Dr. James Cherry, an infectious diseases expert at UCLA, has warned that the masks worn by many in the hopes of protecting themselves from the virus won’t actually help if you still touch your eyes or other crevices – a common way to contract a virus.

He says that the regular movement, which comes naturally to most, is something which should be avoided, and advises wearing gloves to make you more conscious of your movements, or keeping the hands occupied by folding them.

Martin Grunwald, who wrote a book about touch perception entitled Homo hapticus, reveals that politicians are ‘trained extensively’ to not to touch their face, explaining that ‘self-touch frequency’ is a ‘negative affect’ and shown to distract attention from a public speech.

Dr. James Cherry, an infectious diseases expert at UCLA has shared top tips for how to stop the ‘dangerous’ habit of touching your face regularly, including wearing gloves (stock image)
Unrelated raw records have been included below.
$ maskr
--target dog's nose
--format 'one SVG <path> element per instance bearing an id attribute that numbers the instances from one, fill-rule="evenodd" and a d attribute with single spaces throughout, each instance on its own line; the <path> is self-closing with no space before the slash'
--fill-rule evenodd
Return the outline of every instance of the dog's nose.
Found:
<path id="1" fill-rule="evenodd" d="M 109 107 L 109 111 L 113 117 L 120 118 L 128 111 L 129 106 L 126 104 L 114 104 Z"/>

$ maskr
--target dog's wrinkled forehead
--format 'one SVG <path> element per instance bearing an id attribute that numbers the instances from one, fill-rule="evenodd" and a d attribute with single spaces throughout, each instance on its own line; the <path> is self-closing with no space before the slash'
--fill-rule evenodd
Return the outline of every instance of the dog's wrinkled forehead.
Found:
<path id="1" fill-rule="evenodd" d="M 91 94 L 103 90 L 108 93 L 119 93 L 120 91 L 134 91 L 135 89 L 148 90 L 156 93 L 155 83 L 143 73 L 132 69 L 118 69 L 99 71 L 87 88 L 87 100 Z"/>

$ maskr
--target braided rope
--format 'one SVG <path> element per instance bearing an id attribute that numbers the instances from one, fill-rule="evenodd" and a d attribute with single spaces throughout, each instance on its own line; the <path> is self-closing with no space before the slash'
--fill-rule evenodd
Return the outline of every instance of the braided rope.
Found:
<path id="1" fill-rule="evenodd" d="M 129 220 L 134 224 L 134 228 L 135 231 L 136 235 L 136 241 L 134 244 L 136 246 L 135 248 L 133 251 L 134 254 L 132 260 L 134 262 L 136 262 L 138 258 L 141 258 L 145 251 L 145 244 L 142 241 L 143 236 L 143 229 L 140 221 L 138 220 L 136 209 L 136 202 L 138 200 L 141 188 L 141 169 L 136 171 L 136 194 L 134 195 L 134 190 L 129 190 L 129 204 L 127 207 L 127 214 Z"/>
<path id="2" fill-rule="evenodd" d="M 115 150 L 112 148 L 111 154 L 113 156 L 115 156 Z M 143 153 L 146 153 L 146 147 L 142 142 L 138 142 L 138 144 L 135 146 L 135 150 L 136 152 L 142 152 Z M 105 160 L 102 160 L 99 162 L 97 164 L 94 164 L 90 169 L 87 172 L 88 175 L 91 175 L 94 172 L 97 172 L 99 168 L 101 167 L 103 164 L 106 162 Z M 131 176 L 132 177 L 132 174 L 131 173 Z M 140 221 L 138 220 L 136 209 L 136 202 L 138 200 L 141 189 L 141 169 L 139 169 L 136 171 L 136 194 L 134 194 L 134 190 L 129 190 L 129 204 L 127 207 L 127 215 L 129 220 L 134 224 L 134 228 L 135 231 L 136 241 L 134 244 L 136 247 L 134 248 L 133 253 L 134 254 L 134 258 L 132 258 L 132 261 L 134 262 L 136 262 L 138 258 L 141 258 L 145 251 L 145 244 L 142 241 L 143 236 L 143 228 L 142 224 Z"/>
Speaking to the LA Times, Dr Cherry said: ‘Surgical masks don’t cover the eyes. And people wearing masks can sometimes get an itch on their nose, and if they rub their nose through their mask, they’re likely to rub their eyes.

‘Viruses are very happy infecting through the eyes as well as through nose and mouth’.

He says: ‘Consider wearing gloves. The latest food safety gloves can also be used on smartphone screens, and gloves might make you more conscious about touching your face.’

Nathan Winch, an award-winning entrepreneur who has sold a successful hand sanitizer company, told Femail: ‘Viruses can enter your body through the mouth, nose or eyes so each time you rub your eyes when you’re tired, put your hand to your mouth to stifle a yawn or scratch your nose, you run the risk of inviting coronavirus in. 

‘The virus can latch on to mucus membranes, going on to destroy cells in the throat, nose or sinuses. From there, in someone with a weakened immune system, it can go on to attack the lungs and kidneys.

‘If you feel an itch that must be scratched, have makeup to apply or contact lenses or dentures, try and make sure to wash your hands thoroughly before and after you touch your face. You might also want to consider wearing sterilised gloves if you’re on the move and carry a hand sanitiser if possible.’

Meanwhile Homo hapticus author Martin revealed that politicians are extensively trained not to touch their face as it carries negative connotations and distracts from speeches.

In his book, he writes: ‘Every human being spontaneously touches its eyes, cheeks, chin and mouth manifold every day. These spontaneous facial self-touches (sFST) are elicited with little or no awareness and are distinct from gestures and instrumental acts.

‘Self-touch frequency has been shown to be influenced by negative affect and attention distraction and may be involved in regulating emotion and working memory functions.

‘Politicians, for example, learn through extensive training to restrain from touching their face during public speaking’.